FedEx and UPS of course just hiked their base rates 6.9% — higher than their usual 5% — so it seems they believe demand will stabilize enough to justify the price increase. I’m not seeing any meaningful freight cost relief on short/intermediate hauls here in the Midwest, either, so for us Made-In-America manufacturers, all this talk accomplishes is handing our retail accounts a tool to reject necessary price increases with….

Craig Sundstrom
Craig Sundstrom
Noble Member
1 year ago

In the interest of introducing a note of holiday cheer — we are already 3 months into the Xmas shopping season, aren’t we? — let me offer another perspective: just as shipping shortages and delays had played an oversized part in the explosion of prices (and earlier shortages) we have seen this past year, a reduction in same signals a return to sanity … shipping companies may not like that they’re no longer running at 110% of capacity, but the rest of us should.

Ananda Chakravarty
Active Member
1 year ago

Retailers have left over stock in their warehouses that they’re looking to sell through first.

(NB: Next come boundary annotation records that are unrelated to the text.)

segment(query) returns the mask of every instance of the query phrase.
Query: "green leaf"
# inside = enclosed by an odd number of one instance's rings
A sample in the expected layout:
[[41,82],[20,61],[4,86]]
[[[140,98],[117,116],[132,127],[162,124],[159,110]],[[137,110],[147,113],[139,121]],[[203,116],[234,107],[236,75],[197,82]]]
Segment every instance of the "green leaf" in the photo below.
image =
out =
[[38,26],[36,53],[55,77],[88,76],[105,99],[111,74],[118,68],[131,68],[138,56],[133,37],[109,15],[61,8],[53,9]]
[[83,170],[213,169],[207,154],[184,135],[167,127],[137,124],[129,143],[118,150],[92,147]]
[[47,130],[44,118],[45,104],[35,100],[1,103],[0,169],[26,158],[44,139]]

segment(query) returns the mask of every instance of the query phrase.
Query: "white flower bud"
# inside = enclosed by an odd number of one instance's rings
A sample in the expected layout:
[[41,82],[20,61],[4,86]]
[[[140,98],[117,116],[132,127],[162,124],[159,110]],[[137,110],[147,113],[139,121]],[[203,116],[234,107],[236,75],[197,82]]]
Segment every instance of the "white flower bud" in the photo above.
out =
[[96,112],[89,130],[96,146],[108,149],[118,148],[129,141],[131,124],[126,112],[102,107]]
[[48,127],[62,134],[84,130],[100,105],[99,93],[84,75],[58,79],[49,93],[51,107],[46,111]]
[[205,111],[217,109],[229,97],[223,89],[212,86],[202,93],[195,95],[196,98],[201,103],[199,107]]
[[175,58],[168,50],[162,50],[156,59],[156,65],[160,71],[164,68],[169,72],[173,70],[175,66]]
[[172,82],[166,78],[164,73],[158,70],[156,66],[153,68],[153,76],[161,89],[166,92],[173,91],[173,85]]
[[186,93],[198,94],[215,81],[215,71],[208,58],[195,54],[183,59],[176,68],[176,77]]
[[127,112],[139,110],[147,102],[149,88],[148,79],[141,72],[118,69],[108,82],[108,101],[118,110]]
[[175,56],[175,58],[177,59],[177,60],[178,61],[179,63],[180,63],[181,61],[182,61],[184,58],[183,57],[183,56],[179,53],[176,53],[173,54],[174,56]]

They also downgraded new shipments, to brace for a market downturn, but they’ve done this more cautiously. The problem is that this slowdown is a lagging indicator and provides little if any view as to the future state of long haul shipments. The slowdown may have the effect of lowering shipping costs when the market needs to buy again, so the impact can be positive, but only time will tell. This will have limited impact on inflation, despite clearing up of supply chain congestion.

Kai Clarke
Kai Clarke
Active Member
1 year ago

These freight declines are simply an expected response as the economy responds to increased interest rates and the declining demand that this brings. This decline in orders, will bring about a drop in prices which will decrease the rate of inflation we are seeing. All of this should be expected over the next 12-18 months as the economy rights itself.